Tale pronuncia veniva parzialmente riformata in Appello, dove i giudici escludevano la responsabilità del caporeparto, in quanto a seguito di successive indagini, era emerso che i sistemi di sicurezza non erano perfettamente funzionanti, ma la lavoratrice non lo aveva mai segnalato al suo superiore, il quale non poteva quindi essere a conoscenza della situazione di rischio.
I giudici di secondo grado, però, non escludevano la responsabilità del datore, il quale, secondo la Corte d’Appello, aveva comunque una posizione di garanzia relativa al rischio della lavorazione.
In senso opposto si pronunciava la Cassazione, la quale rigettava tale impostazione affermando che il fatto poteva essere imputato al titolare solo nel caso in cui fosse a questi contestabile una condotta colposa, in ordine a comportamenti soggettivamente rimproverabili.

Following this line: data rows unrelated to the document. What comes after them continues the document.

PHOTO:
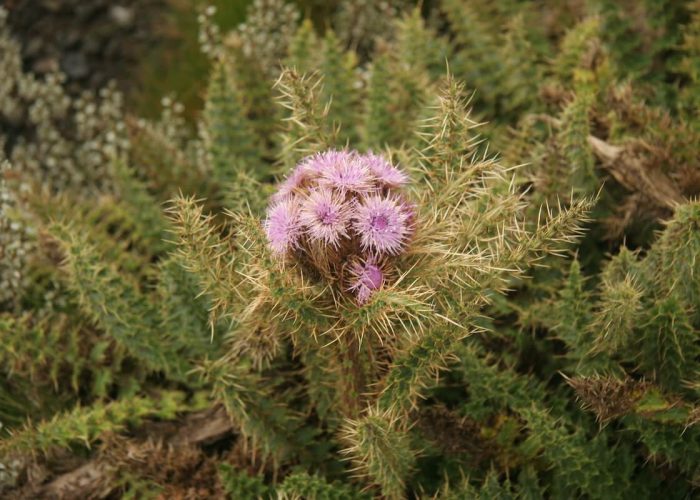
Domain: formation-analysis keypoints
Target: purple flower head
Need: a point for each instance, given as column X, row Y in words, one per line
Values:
column 325, row 217
column 367, row 277
column 383, row 171
column 283, row 226
column 346, row 174
column 381, row 224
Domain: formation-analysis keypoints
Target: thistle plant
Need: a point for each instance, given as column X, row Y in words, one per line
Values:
column 331, row 286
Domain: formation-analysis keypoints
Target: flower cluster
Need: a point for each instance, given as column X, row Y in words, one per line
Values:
column 342, row 213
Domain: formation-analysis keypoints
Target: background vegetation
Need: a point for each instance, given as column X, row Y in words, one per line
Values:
column 537, row 336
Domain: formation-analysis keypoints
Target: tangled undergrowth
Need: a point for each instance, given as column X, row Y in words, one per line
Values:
column 332, row 286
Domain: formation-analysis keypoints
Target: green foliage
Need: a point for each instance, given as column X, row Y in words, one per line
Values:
column 538, row 337
column 86, row 425
column 238, row 484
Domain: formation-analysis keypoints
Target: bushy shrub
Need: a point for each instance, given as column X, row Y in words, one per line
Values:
column 347, row 291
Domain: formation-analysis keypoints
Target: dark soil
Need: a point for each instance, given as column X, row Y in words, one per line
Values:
column 91, row 41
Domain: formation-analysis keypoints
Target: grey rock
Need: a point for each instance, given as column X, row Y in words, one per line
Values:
column 75, row 65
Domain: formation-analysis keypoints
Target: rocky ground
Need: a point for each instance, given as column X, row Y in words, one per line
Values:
column 91, row 41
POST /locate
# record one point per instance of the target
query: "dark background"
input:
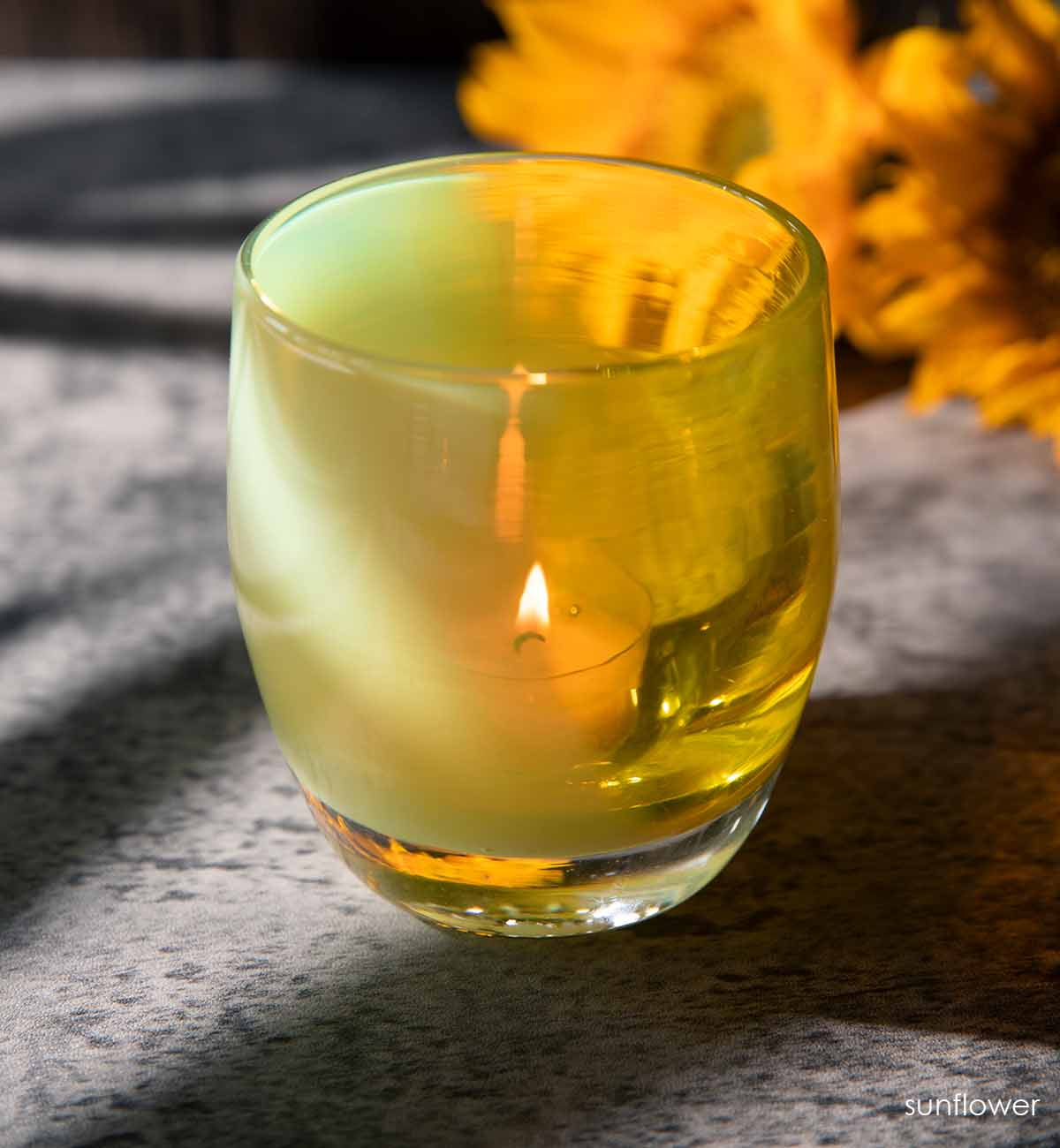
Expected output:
(339, 31)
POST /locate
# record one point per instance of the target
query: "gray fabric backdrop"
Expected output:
(185, 963)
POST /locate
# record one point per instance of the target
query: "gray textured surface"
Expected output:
(183, 961)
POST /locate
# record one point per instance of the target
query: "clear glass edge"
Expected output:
(811, 291)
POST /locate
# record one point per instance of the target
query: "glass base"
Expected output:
(540, 896)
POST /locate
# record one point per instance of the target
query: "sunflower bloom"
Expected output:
(958, 256)
(756, 91)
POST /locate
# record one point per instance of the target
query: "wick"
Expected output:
(526, 638)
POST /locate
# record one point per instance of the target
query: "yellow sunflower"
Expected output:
(958, 256)
(764, 92)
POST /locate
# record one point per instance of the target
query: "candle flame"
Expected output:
(534, 604)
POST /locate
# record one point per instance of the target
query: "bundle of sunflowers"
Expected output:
(928, 164)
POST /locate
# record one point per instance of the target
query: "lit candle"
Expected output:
(556, 678)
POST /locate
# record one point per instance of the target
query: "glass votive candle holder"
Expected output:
(532, 516)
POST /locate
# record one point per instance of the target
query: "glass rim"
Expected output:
(812, 286)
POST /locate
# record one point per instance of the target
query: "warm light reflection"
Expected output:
(534, 604)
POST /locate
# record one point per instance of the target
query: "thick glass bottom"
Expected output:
(541, 896)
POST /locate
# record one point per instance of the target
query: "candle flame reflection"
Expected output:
(534, 604)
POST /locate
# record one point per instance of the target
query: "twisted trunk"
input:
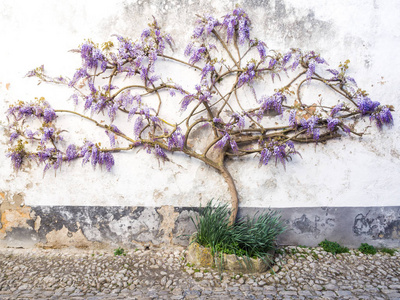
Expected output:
(233, 193)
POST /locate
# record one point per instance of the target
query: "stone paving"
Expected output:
(163, 273)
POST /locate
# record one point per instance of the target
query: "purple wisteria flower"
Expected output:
(111, 137)
(16, 158)
(137, 128)
(240, 19)
(384, 116)
(186, 101)
(197, 54)
(310, 126)
(248, 75)
(234, 146)
(207, 69)
(48, 133)
(221, 143)
(177, 139)
(14, 136)
(292, 118)
(311, 59)
(49, 115)
(336, 109)
(58, 162)
(262, 49)
(95, 156)
(107, 159)
(71, 152)
(273, 102)
(86, 152)
(160, 152)
(79, 74)
(332, 123)
(241, 122)
(30, 134)
(366, 105)
(205, 26)
(281, 152)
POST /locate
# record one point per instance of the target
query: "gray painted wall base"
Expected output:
(94, 227)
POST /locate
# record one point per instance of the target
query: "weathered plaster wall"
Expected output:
(141, 199)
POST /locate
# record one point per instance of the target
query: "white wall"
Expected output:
(344, 172)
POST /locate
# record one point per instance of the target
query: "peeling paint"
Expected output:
(168, 216)
(65, 238)
(379, 226)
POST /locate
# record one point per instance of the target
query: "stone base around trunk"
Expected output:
(201, 256)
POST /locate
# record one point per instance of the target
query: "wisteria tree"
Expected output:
(122, 82)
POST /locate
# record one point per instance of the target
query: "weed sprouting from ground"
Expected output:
(251, 237)
(367, 249)
(333, 247)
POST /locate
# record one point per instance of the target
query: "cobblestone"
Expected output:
(162, 273)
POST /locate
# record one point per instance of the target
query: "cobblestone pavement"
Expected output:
(299, 273)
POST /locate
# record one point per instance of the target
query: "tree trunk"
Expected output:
(233, 192)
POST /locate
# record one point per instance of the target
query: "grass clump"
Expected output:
(246, 237)
(388, 251)
(367, 249)
(333, 247)
(119, 251)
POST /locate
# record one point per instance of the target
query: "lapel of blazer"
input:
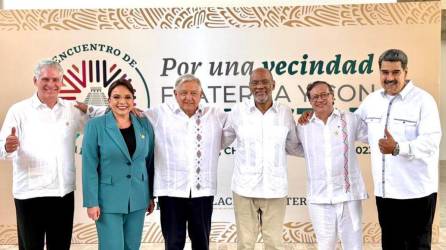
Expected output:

Tali sarebbero stati, ad esempio, l’inerzia di fronte alla notoria assenza o al mancato funzionamento dei dispositivi di sicurezza, ovvero direttive volte al non utilizzo degli stessi.
Nel caso di specie, nessun tipo di colpevolezza soggettiva da parte del datore veniva riscontrato dai magistrati: sulla base di ciò, nessun addebito poteva essergli mosso automaticamente.
Concludendo, quindi, la Cassazione ha deciso che, nel caso di un infortunio sul lavoro, la responsabilità penale del datore e degli eventuali superiori deve essere sempre provata, sia con riferimento al profilo del danno che a quello della colpevolezza.